Dow Rolling Contract
Although the Dow made a new all-time intra-day high at 41533 on Friday the market fell 140 points from this high into the close and is now back below its September all-time high print. This move higher saw the whole of my sell range triggered for a now 41280 average short position. I am never comfortable in being short the Dow as every dip since October 2022 has been aggressively bought. We have a rare occurrence in that the September 1929 Calendar and September 2024 Calendar are the same. If the topping sequence is the same for this September as it was back in 1929, then the Dow should top between September 16 and September 20. In 1929 the Dow fell 17% from its September high until October 4, which was Rosh Hashanah. The Index then rallied until Friday October 11. Yom Kippur was on Monday October 14, 1929. After that stocks crashed. We will soon see how long the parallels remain. However, Ms Yelln will no doubt have something to say about this if markets do crash – which in my opinion is long overdue. I will leave my 41605 ‘’Closing Stop’’ unchanged while raising my T/P level to 41220. If any of the above levels are hit, I will be back with a new update for my Platinum Members.
Cash NASDAQ 100
The NDX rallied over 1000 points last week.

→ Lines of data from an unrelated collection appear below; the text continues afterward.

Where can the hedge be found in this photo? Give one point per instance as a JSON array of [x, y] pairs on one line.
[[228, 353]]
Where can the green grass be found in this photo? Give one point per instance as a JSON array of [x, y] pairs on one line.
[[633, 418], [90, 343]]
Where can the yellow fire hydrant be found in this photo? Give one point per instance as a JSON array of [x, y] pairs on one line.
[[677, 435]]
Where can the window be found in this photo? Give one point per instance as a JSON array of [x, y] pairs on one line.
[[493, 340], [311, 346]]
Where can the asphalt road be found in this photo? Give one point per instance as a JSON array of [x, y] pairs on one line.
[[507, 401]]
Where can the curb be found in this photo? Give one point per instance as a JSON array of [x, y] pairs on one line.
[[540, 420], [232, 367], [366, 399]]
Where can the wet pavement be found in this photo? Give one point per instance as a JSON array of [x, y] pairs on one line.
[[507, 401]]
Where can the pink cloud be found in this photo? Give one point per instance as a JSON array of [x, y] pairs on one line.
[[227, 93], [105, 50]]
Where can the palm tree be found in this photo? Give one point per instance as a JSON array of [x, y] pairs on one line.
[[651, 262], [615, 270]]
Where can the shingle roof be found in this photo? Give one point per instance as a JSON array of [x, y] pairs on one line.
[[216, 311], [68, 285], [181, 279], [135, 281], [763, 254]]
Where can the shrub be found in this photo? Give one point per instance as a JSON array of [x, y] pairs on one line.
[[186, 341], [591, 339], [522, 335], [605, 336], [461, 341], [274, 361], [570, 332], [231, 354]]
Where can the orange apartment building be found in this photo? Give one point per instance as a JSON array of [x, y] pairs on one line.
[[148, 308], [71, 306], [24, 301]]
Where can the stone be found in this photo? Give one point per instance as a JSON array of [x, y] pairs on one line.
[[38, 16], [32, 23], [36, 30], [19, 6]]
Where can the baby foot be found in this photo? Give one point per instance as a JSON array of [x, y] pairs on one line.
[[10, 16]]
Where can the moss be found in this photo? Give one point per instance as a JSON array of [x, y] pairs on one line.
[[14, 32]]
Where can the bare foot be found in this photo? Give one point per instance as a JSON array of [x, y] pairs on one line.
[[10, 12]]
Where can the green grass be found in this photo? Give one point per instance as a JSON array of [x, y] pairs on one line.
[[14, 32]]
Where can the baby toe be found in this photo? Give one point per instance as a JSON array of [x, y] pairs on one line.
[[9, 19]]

This latest recovery move saw the NDX hit my sell range for a now 19440 short position. I am still short, and I will add to this trade on any further move higher to 19600 while leaving my 19705 ‘’Closing Stop’’ unchanged. I will now raise my T/P level to 19340. If any of the above levels are hit, I will be back with a new update for my Platinum Members.
December BUND
Despite the ECB cutting rates as expected last Thursday, the Bund continue to trade in narrow ranges. Given how low the Bund Yield is I find it very hard to be a buyer while just like all asset classes it is extremely difficult to be short. As I detailed at length in my S&P commentary above in my opinion all the good news is priced into these markets with no room for error. I cannot see inflation having a sustained move below 2% and I think the new base case for Interest Rates will be 3% and not the 1% or zero rates that we have enjoyed for most of the past 15 years. The Bund has resistance from 135.60/136.30 where I will be a small seller with a lower 137.05 ‘’Closing Stop’’. Meanwhile, my only interest in buying the Bund is still on a move lower to 133.20/133.90 with the same 132.65 ‘’Closing Stop’’.
Gold Rolling Contract
Wow. Gold has surged over $70 since my last Daily Commentary. This move higher saw the precious metal close at a new all-time high at a price of $2578. Gold is now severely extended to the upside. It is very rare that I will attempt a short position in Gold but the market is so extended short-term I will use any further rally to 2610/2630 to be a small seller with a 2649 ‘’Closing Stop’’. If I am taken short, I will have a T/P level at 2588.
Silver Rolling Contract
Silver has now rallied over 10% since missing my 28.00 buy level on Wednesday and I am still flat. I still long in my pension and this is one position I have no interest in exiting. Remember Silver was trading above $51 back in 2011 so the upside potential from here in Silver is huge. I will now raise my buy level to 29.10/30.00 with a higher 27.95 ‘’Closing Stop’’.